Libby Bunn from Amarillo found out during a routine ultrasound at 24 weeks gestation that her baby girl had several serious heart defects. Natalie would need treatment for Hypoplastic right heart syndrome, which causes the right side of the heart to be severely underdeveloped, along with tricuspid atresia, Ventricular septal defect and atrial septal defect.
“I’m thankful every day we knew ahead of time because some people find out at birth,” Libby said. “We felt very fortunate to have time to put plans in place.”
‘Our baby was in the right hands’
After consulting with the team in The Heart Center at Children’s Health, the Bunn family rented a corporate apartment in Dallas and arrived five days prior to the scheduled delivery date. Natalie was born via C-section at Baylor Dallas. The Children’s Health transport team brought her in to see Libby before making the trip to Children’s Medical Center Dallas.
“As much as we hoped and prayed the diagnosis would change, it didn’t,” Libby said. “But we were at peace and knew Natalie was in the right hands. I was able to touch her before she left the hospital with my husband, and once she was at Children’s, they set up a video conference with her and I could ask the team questions.”
Once discharged from the hospital, Libby went to Natalie’s bedside in the Cardiac Intensive Care Unit.
“I didn’t know how I was going to react with all the wires in her,” Libby said. “It was emotional, but she looked beautiful.”
Mending Natalie’s Heart
Natalie initially was just observed because she appeared to have enough blood flow to her lungs to maintain good oxygen saturations.
“By a miracle, Natalie did not need surgery the first week,” Libby said. “In fact, she was the small percentage that was able to hold off.
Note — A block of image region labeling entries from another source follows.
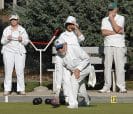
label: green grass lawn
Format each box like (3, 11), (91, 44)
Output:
(0, 103), (133, 114)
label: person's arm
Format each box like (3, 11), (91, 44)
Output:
(18, 28), (30, 45)
(102, 29), (116, 36)
(1, 28), (12, 45)
(55, 55), (64, 91)
(75, 47), (90, 71)
(109, 13), (123, 34)
(74, 25), (85, 42)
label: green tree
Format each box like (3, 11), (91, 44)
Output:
(4, 0), (133, 69)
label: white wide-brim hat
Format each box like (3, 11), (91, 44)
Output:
(64, 16), (78, 25)
(9, 14), (19, 21)
(55, 38), (65, 49)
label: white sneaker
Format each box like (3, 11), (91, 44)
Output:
(4, 91), (10, 96)
(19, 91), (26, 95)
(86, 101), (90, 106)
(98, 87), (110, 93)
(67, 105), (78, 109)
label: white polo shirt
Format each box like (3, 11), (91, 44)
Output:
(59, 31), (85, 46)
(101, 14), (125, 47)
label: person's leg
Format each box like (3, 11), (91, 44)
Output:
(99, 47), (113, 92)
(63, 71), (78, 108)
(114, 48), (126, 92)
(15, 54), (26, 94)
(79, 81), (90, 105)
(3, 52), (14, 94)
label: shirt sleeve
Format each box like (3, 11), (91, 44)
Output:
(1, 28), (9, 45)
(76, 47), (90, 71)
(78, 34), (85, 42)
(20, 28), (30, 45)
(101, 18), (108, 30)
(116, 16), (125, 28)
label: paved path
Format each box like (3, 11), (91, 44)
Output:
(0, 86), (133, 103)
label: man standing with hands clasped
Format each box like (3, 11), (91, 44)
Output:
(99, 2), (127, 93)
(1, 14), (29, 95)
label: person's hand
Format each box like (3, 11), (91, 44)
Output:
(18, 36), (22, 42)
(73, 69), (80, 79)
(7, 35), (12, 41)
(109, 13), (114, 21)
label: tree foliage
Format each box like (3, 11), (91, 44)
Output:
(7, 0), (133, 46)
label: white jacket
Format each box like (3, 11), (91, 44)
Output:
(1, 25), (29, 53)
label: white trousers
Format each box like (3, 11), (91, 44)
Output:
(63, 66), (90, 105)
(104, 47), (126, 90)
(3, 52), (26, 91)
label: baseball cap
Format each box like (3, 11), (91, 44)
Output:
(9, 14), (19, 21)
(55, 39), (65, 49)
(64, 16), (78, 25)
(108, 2), (117, 10)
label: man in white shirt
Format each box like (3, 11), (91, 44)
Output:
(55, 16), (85, 101)
(55, 39), (95, 108)
(99, 2), (127, 93)
(1, 14), (29, 95)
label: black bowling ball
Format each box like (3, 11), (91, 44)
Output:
(45, 98), (51, 104)
(38, 97), (42, 104)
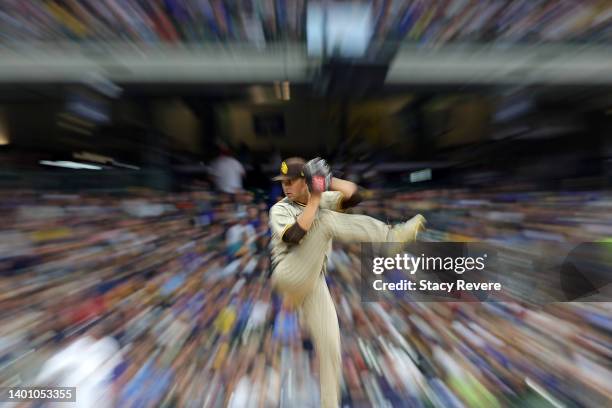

The surgeon told me this never happens, but it happened to Natalie.”
The valve to her lungs was abnormal, however, and the area under the valve was obstructed with heart muscle which limited the amount of blood flow going to the lungs over time. She was discharged, but her saturations decreased and she was readmitted for a shunt.
Natalie was taken to the operating room for a modified Blalock Taussig shunt procedure. This procedure is where a tube is sewn between the arm artery and the lung artery, during the procedure she developed a problem with coronary flow and heart function. At that point, Natalie was placed on the transplant list in a hold status.
“After we found out Natalie would be on the transplant list, a nurse sat for hours with me to explain everything and answer all of my questions,” Libby said. “Everyone at Children’s not only cares for the child but the parents, too.”
Home away from Home
Dr. Forbess performed the shunt procedure several weeks later successfully. She was then followed as an outpatient and was admitted at 6 months old for a Glenn shunt which connects the great veins from the upper body to the lung vessels. After Natalie recovered, they moved back home to Amarillo.
“I think the hardest thing I have done, besides watching my child go through the operating doors, is going home,” Libby said. “We had such a huge support group at Children's, it truly felt like a home away from home.”
At 3 years old, Natalie underwent a fenestration Fontan procedure which is a tube that connects the lower vein drainage that goes to the heart to the pulmonary artery. A couple of years later, Natalie experienced persistent blueness and had her fenestration successfully closed in the Pogue Catheterization Lab at Children’s Medical Center Dallas.
“Natalie is doing great,” said Dr. Zellers, interventional cardiologist at Children’s Health. “Hopefully she is done with any surgeries and now is to be followed clinically at least yearly. We will look for changes in heart function and for any heart rhythm problems.”
“We could not have asked for better caregivers or experience at Children’s even during such a difficult time,” Libby said. “Natalie is an active kindergartener, and we are so grateful.”